Proof is in the seismic
A 100 square km pilot test area was carefully selected to highlight both existing challenges on the Gjøa producing asset and to reveal potential new prospectivity in the recently awarded PL1180 license. The test cube at 40 Hz shows that the data has delivered the desired results. Examples of the well-defined Jurassic and Cretaceous sections are well displayed in Figures 1a (inline), 1b (crossline) and 1c (timeslice). The spectacular Upper Jurassic unconformities, shown as a white and a black event can clearly be seen, as well as the Agat and Kyrre sands. The resolution is significantly improved and the imaging is excellent. The MP-FWI processing has resolved multiple and noise issues, showing the primary data clearer and at the same time simplifying the interpretation. Figure 4 shows a comparison between ‘conventional’ processing, whereby the OBN has been used for velocity model building only and the innovative MP-FWI result. Figure 2 shows amazing detail just blow the seafloor! The timeslice displays some of the well templates in the Gjøa field and possible trenching between them.
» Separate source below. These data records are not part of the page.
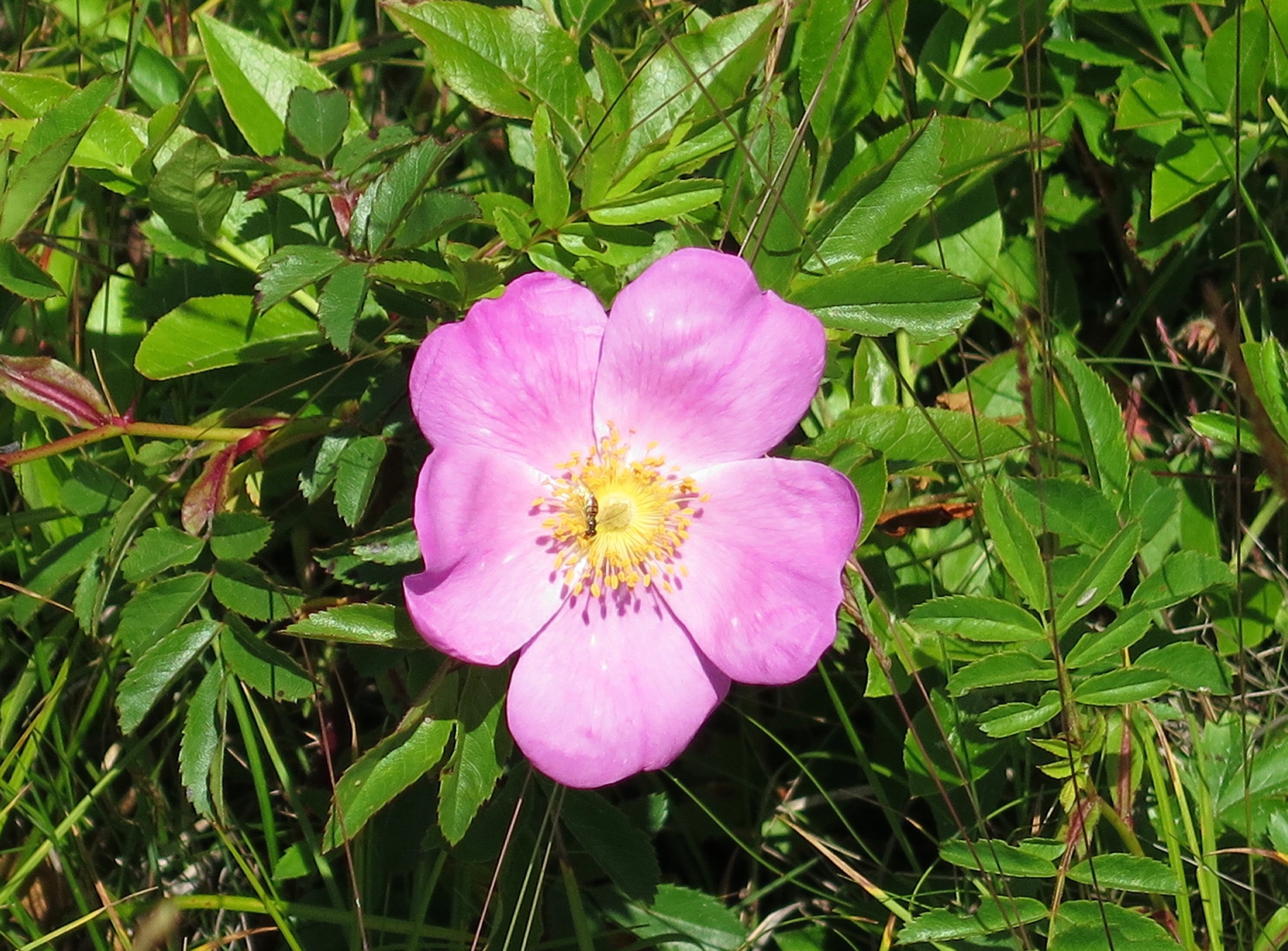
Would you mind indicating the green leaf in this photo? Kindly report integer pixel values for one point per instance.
(688, 918)
(1235, 58)
(395, 545)
(340, 304)
(49, 388)
(316, 120)
(111, 142)
(1126, 686)
(375, 624)
(262, 667)
(914, 437)
(1227, 430)
(871, 213)
(1095, 645)
(1151, 101)
(203, 734)
(621, 850)
(1188, 166)
(86, 600)
(825, 58)
(996, 857)
(159, 609)
(995, 914)
(659, 204)
(256, 82)
(998, 671)
(356, 477)
(320, 471)
(767, 197)
(664, 94)
(190, 195)
(1015, 545)
(1103, 430)
(885, 297)
(580, 16)
(158, 667)
(239, 536)
(23, 277)
(291, 269)
(482, 747)
(211, 332)
(1268, 367)
(250, 592)
(1100, 579)
(1068, 507)
(159, 549)
(986, 84)
(978, 620)
(436, 213)
(504, 60)
(55, 568)
(1190, 667)
(1009, 720)
(1082, 926)
(382, 774)
(47, 152)
(550, 195)
(1183, 575)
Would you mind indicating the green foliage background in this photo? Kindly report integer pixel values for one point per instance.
(1045, 240)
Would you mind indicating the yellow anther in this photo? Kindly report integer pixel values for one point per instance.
(618, 522)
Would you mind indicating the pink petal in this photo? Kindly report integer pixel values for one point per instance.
(517, 375)
(489, 581)
(702, 362)
(764, 567)
(605, 693)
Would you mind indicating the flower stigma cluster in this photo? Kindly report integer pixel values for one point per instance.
(619, 523)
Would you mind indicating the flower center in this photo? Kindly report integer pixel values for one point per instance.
(618, 523)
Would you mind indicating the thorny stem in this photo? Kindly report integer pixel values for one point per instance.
(124, 428)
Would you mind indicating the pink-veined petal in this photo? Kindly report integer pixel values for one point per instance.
(764, 567)
(517, 375)
(605, 693)
(489, 582)
(699, 360)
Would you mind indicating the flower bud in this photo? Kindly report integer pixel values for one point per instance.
(49, 388)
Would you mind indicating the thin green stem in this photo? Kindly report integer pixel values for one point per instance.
(156, 430)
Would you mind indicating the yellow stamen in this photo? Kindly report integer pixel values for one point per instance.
(618, 523)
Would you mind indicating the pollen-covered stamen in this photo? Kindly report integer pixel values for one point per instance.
(618, 523)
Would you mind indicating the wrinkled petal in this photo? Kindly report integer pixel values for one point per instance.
(702, 362)
(517, 375)
(489, 581)
(764, 567)
(605, 693)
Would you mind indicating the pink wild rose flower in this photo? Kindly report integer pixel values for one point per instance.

AVO prospect Mapping from MP-FWI
Having first generated the full fold data, we also generated angle stacks, showing that MP-FWI can deliver offset information as well, see Figure 5. This is particularly important in an AVO driven prospect mapping exercise. This frontier acquisition method, combined with state-of-the-art processing, is proof of the detail that can be achieved to solve problems in a complex basin.
Geoex MCG and partners are confident that this newly available data will assist near-field exploration in the region by finally answering questions surrounding the Jurassic and Cretaceous reservoir locations in this highly prospective region.
Multi-Parameter FWI imaging
A complete replacement of the conventional workflow
Traditional seismic processing workflows can be extremely time-consuming since subsequent stages only begin after extensive testing and QC of the current process. This serial approach takes the raw field data and passes it through a plethora of conditioning tools such as designature, deghosting, demultiple and regularisation to transform the data into a form that can be imaged by legacy migration algorithms, such as Kirchhoff or reverse time migration.
DUG Multi-Parameter FWI (MP-FWI) Imaging is a novel approach to seismic processing and imaging. This unique implementation of full waveform inversion delivers simultaneous model-building and full wavefield least-squares imaging directly from raw data, without the need for the conventional, extensive pre-processing and model-building workflow.
When including reflections in FWI, both the kinematics (timing) and dynamics (amplitudes) of the wavefield must be utilised as part of a simultaneous, multi-parameter inversion. DUG MP-FWI Imaging permits two significant improvements over traditional FWI to be realised. Firstly, it allows the kinematic part of the reflections, the so-called “rabbit ears”, to generate velocity updates over the full depth range. Secondly, it enables least-squares imaging utilising the entire wavefield which includes ghosts, primary reflections, surface-related and interbed multiples. This is in contrast to traditional imaging algorithms which image primary reflections only. The output velocity and reflectivity volumes can be derived from multiple surveys as was the case here, with both the streamer and OBN data used as input.
At high frequency, this approach provides true-amplitude reflectivity images for both structural and quantitative interpretation (including angle stacks for AVA analysis), without the need for the subjective and time-consuming conventional processing and imaging workflow.